You should need an IAM Role to access from your ecs-task to your S3 bucket.
resource "aws_iam_role" "AmazonS3ServiceForECSTask" {
assume_role_policy = <<EOF
{
"Version": "2012-10-17",
"Statement": [
{
"Action": "sts:AssumeRole",
"Principal": {
"Service": [
"ecs-tasks.amazonaws.com"
]
},
"Effect": "Allow",
"Sid": ""
}
]
}
EOF
}
data "aws_iam_policy_document" "bucket_policy" {
statement {
principals {
type = "AWS"
identifiers = [aws_iam_role.AmazonS3ServiceForECSTask.arn]
}
actions = [
"s3:ListBucket",
]
resources = [
"arn:aws:s3:::${var.your_bucket_name}",
]
}
statement {
principals {
type = "AWS"
identifiers = [aws_iam_role.AmazonS3ServiceForECSTask.arn]
}
actions = [
"s3:GetObject",
]
resources = [
"arn:aws:s3:::${var.your_bucket_name}/*",
]
}
}
You should need add your IAM Role in task_role_arn of your task definition.
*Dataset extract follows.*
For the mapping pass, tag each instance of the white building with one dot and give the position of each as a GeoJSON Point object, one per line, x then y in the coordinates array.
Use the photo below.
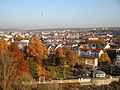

resource "aws_ecs_task_definition" "_ecs_task_definition" {
task_role_arn = aws_iam_role.AmazonS3ServiceForECSTask.arn
execution_role_arn = aws_iam_role.ECS-TaskExecution.arn
family = "${var.family}"
network_mode = var.network_mode[var.launch_type]
requires_compatibilities = var.requires_compatibilities
cpu = var.task_cpu[terraform.workspace]
memory = var.task_memory[terraform.workspace]
container_definitions = module.ecs-container-definition.json
}
ECS Fargate task not applying role
After countless hours of digging this parameter finally solved the issue for me:
auto_assign_public_ip = true inside a network_configuration block on ecs service.
Turns out my tasks ran by these service didn't have IP assigned and thus no connection to outside world.
Boto3 has a credential lookup route: https://boto3.readthedocs.io/en/latest/guide/configuration.html. When you use AWS provided images to create your EC2 instance, the instance pre-install the aws command and other AWS credential environmental variables. However, Fargate is only a container. You need to manually inject AWS credentials to the container. One quick solution is to add AWS_ACCESS_KEY_ID and AWS_SECRET_ACCESS_KEY to the fargate container.